Considering the many shells strewed over the terraces A, B, and C, and a few miles southward on the calcareous plain, which is continuously united with the upper step-like plain F, there cannot, I apprehend, be any doubt, that these six terraces have been formed by the action of the sea; and that their five escarpments mark so many periods of comparative rest in the elevatory movement, during which the sea wore into the land. The elevation between these periods may have been sudden and on AN AVERAGE not more than seventy-two feet each time, or it may have been gradual and insensibly slow. From the shells on the three lower terraces, and on the upper one, and I may add on the three gravel-capped terraces at Conchalee, being all littoral and sub-littoral species, and from the analogical facts given at Valparaiso, and lastly from the evidence of a slow rising lately or still in progress here, it appears to me far more probable that the movement has been slow. The existence of these successive escarpments, or old cliff- lines, is in another respect highly instructive, for they show periods of comparative rest in the elevatory movement, and of denudation, which would never even have been suspected from a close examination of many miles of coast southward of Coquimbo.
(FIGURE 10. NORTH AND SOUTH SECTION ACROSS THE VALLEY OF COQUIMBO.
From north F (high) through E?, D, C, B, A (low), B?, C, D?, E, F (high).
Vertical scale 1/10 of inch to 100 feet: horizontal scale much contracted.
Terraces marked with ? do not occur on that side of the valley, and are introduced only to make the diagram more intelligible. A river and bottom- plain of valley C, E, and F, on the south side of valley, are respectively, 197, 377, and 420 feet above the level of the sea.
AA. The bottom of the valley, believed to be 100 feet above the sea: it is continuously united with the lowest plain A of Figure 9.

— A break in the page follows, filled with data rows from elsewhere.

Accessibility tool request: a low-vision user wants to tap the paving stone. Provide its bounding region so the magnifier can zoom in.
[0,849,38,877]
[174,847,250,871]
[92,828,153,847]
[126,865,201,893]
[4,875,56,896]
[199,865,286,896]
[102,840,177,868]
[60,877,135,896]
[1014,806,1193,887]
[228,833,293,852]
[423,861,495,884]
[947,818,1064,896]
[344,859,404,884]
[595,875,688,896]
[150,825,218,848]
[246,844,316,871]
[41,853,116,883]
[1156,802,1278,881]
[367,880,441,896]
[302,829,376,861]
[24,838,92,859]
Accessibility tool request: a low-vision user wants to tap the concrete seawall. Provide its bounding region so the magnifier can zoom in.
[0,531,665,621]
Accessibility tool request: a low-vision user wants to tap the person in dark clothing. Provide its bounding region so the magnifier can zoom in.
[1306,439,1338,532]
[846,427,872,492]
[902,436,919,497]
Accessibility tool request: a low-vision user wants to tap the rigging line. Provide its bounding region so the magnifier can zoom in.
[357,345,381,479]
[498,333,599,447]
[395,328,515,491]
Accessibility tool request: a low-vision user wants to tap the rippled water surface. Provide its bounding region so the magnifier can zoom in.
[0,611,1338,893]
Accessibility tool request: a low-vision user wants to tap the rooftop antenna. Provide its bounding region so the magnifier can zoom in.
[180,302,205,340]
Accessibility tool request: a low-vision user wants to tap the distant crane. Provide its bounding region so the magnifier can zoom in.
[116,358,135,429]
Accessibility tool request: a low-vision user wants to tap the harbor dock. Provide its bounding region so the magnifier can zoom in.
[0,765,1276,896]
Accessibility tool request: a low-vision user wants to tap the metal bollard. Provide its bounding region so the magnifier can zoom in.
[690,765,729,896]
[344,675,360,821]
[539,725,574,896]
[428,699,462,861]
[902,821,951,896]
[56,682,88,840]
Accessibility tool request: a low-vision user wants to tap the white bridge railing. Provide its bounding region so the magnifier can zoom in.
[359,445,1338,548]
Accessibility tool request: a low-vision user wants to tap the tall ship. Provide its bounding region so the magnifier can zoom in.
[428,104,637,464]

B. This terrace higher up the valley expands considerably; seaward it is soon lost, its escarpment being united with that of C: it is not developed at all on the south side of the valley.
C. This terrace, like the last, is considerably expanded higher up the valley. These two terraces apparently correspond with B and C of Figure 9.
D is not well developed in the line of this section; but seaward it expands into a plain: it is not present on the south side of the valley; but it is met with, as stated under the former section, a little south of the town.